Quitte à nourrir quelques regrets (pas de “Creeping Death” ni de “Welcome Home (Sanitarium)” ce soir, mais un son plus qu'acceptable en se reculant soit dit en passant), passons alors fissa au rappel. Pas de «guest» à l’horizon… ni d’hommage aux récents défunts. Cela s’avère d’autant plus étonnant que l’esprit de feu Ronnie James Dio n’a pas cessé de planer en cette soirée entre le set de Volbeat, le morceau d’ouverture et le riff de “Heaven & Hell” expédié par Kirk juste avant les arpèges introductifs de “Fade to Black.” Une reprise/adaptation d’un titre complet de l’ancien chanteur de Rainbow n’aurait pas été du luxe surtout après la déclaration officielle d'Ulrich sur cette disparition. Dans le même ordre d'idée, un voisin rêveur espérait même voir Jaimz se muter en Peter Steele histoire de continuer dans un espoir d'hommage… Là, il ne fallait pas rêver : cela reviendrait à imaginer Trujillo se transformer en -je ne sais pas, au hasard- Paul Gray… Parenthèse fermée et côté rappel, il faudra alors se contenter des punchy “Helpless” et ”Whiplash”, ce qui n’a rien de dérangeant, rassurez-vous. Le contraire reviendrait à faire la fine bouche, une autre spécialité lyonnaise, dans le bon sens du terme bien entendu.

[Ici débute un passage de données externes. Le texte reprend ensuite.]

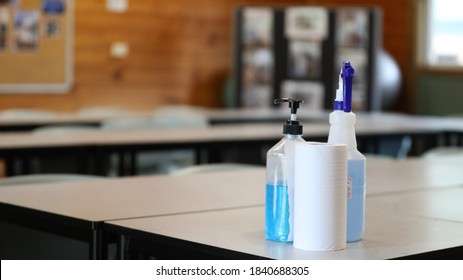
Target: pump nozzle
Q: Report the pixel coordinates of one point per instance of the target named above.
(347, 73)
(293, 104)
(292, 125)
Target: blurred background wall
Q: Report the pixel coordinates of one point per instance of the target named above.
(181, 53)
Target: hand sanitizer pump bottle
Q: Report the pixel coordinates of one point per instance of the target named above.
(342, 131)
(278, 200)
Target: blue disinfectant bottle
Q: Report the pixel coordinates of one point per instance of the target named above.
(278, 200)
(342, 131)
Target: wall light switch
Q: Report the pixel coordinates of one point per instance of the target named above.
(117, 6)
(119, 50)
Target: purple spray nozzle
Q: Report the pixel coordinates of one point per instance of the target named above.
(347, 73)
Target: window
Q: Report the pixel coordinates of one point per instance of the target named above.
(440, 42)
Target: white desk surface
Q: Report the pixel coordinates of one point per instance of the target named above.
(216, 133)
(131, 197)
(258, 115)
(396, 226)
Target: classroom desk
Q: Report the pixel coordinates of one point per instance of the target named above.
(79, 209)
(208, 142)
(409, 225)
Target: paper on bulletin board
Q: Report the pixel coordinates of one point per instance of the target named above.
(306, 23)
(36, 46)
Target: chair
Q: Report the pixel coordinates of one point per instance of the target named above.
(180, 116)
(26, 113)
(60, 163)
(444, 153)
(168, 117)
(25, 243)
(63, 129)
(212, 167)
(44, 178)
(104, 112)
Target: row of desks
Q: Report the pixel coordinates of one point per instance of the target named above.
(94, 146)
(414, 209)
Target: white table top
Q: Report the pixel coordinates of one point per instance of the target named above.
(396, 225)
(131, 197)
(216, 133)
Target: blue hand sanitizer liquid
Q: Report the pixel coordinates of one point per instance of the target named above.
(277, 213)
(355, 199)
(278, 195)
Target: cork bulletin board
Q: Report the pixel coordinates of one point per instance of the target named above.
(36, 46)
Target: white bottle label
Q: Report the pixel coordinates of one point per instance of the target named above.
(349, 188)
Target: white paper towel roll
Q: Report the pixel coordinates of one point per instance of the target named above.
(320, 196)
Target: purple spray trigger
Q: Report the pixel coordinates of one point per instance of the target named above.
(347, 74)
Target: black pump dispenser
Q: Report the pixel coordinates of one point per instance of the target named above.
(292, 125)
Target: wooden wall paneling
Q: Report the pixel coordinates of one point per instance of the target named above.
(180, 52)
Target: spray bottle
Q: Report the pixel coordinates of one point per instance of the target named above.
(278, 201)
(342, 131)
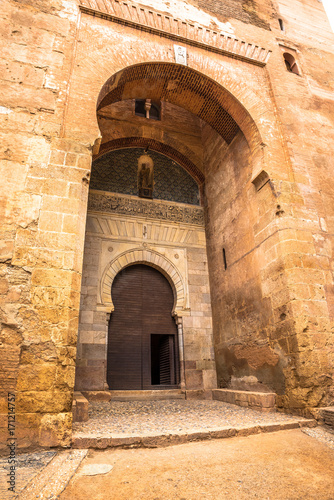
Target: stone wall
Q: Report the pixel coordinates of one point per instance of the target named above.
(55, 61)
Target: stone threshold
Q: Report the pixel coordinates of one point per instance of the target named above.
(142, 395)
(51, 481)
(163, 440)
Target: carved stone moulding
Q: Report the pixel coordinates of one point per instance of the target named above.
(159, 210)
(149, 20)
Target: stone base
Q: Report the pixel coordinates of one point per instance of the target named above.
(80, 408)
(328, 415)
(261, 401)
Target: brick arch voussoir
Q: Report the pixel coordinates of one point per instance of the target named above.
(151, 258)
(224, 111)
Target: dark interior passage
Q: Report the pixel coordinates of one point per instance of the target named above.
(142, 344)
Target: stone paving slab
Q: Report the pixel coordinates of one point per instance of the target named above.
(42, 475)
(28, 465)
(53, 479)
(164, 423)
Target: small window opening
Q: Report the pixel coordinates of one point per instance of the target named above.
(290, 63)
(147, 109)
(224, 258)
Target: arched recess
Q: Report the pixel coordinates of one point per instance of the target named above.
(165, 149)
(150, 258)
(187, 88)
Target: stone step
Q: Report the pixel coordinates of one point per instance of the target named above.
(145, 395)
(328, 415)
(81, 440)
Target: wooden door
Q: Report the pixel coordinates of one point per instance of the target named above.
(143, 301)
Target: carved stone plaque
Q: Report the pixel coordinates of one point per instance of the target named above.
(124, 205)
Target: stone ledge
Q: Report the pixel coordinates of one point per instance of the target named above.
(80, 441)
(328, 415)
(80, 407)
(140, 395)
(262, 401)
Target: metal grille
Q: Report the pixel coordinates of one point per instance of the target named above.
(176, 84)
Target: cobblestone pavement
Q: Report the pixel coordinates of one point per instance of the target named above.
(119, 418)
(28, 465)
(41, 475)
(323, 434)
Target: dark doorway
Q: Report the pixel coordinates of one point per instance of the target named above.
(142, 344)
(163, 359)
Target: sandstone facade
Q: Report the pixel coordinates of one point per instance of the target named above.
(248, 112)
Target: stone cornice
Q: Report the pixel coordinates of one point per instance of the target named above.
(145, 19)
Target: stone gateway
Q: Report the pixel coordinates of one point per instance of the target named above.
(167, 205)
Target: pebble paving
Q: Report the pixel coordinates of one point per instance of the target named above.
(146, 418)
(27, 465)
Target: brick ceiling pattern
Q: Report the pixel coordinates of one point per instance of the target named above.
(160, 147)
(175, 84)
(117, 172)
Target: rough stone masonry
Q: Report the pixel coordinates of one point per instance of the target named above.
(248, 113)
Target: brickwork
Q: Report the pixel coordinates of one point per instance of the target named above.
(272, 306)
(117, 172)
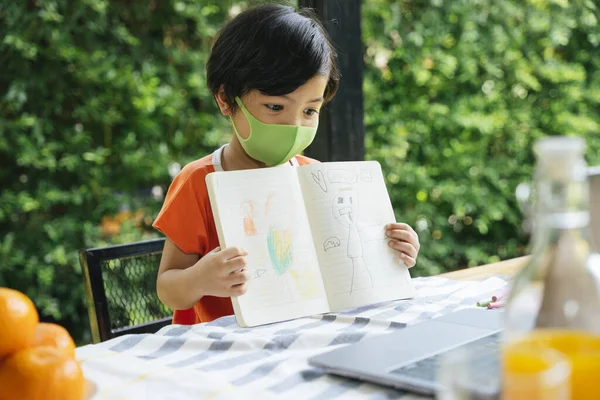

Après 14 ans d'absence dans la Capitale des Gaules, les Metallica reviennent à Lyon pour un unique concert français... Autant dire que les Horsemen étaient attendus comme le Messie. Et du crescendo d'Ennio Morricone au Seek and Destroy d'anthologie qui a fini de briser les nuques des Lyonnais, les Metallica n'ont décu personne. Les vieux de la vieille comme les débutants en ont pris plein les yeux et plein les oreilles pendant presque 2h30! Et les plus contents de l'histoire semblaient être le groupe lui même! James « Papa Het' » Hetfield était dans une forme olympique -arrosant la Halle de son charisme hallucinant- et ses compères étaient à l'unisson, profitant pleinement de la scène centrale pour jouer avec le public... Qu'il est impressionnant de voir 4 bonhommes capable de retourner d'un riff bien placé plusieurs milliers de personnes et quelle joie sans fin de pouvoir faire partie de ses privilégiés. Une immense transe de plus de deux heures où tout un chacun a pu hurler à pleins poumons ses morceaux favoris, singer Kirk Hammett en train de maltraiter sa wah-wah (et un peu ses propres solos) et remercier comme il se doit Metallica pour l'excellent concert qu'ils nous ont offert, avant de rentrer se coucher, le sourire aux lèvres et les doigts encore crispés d'avoir communier avec l'un des plus grands groupes de tout les temps.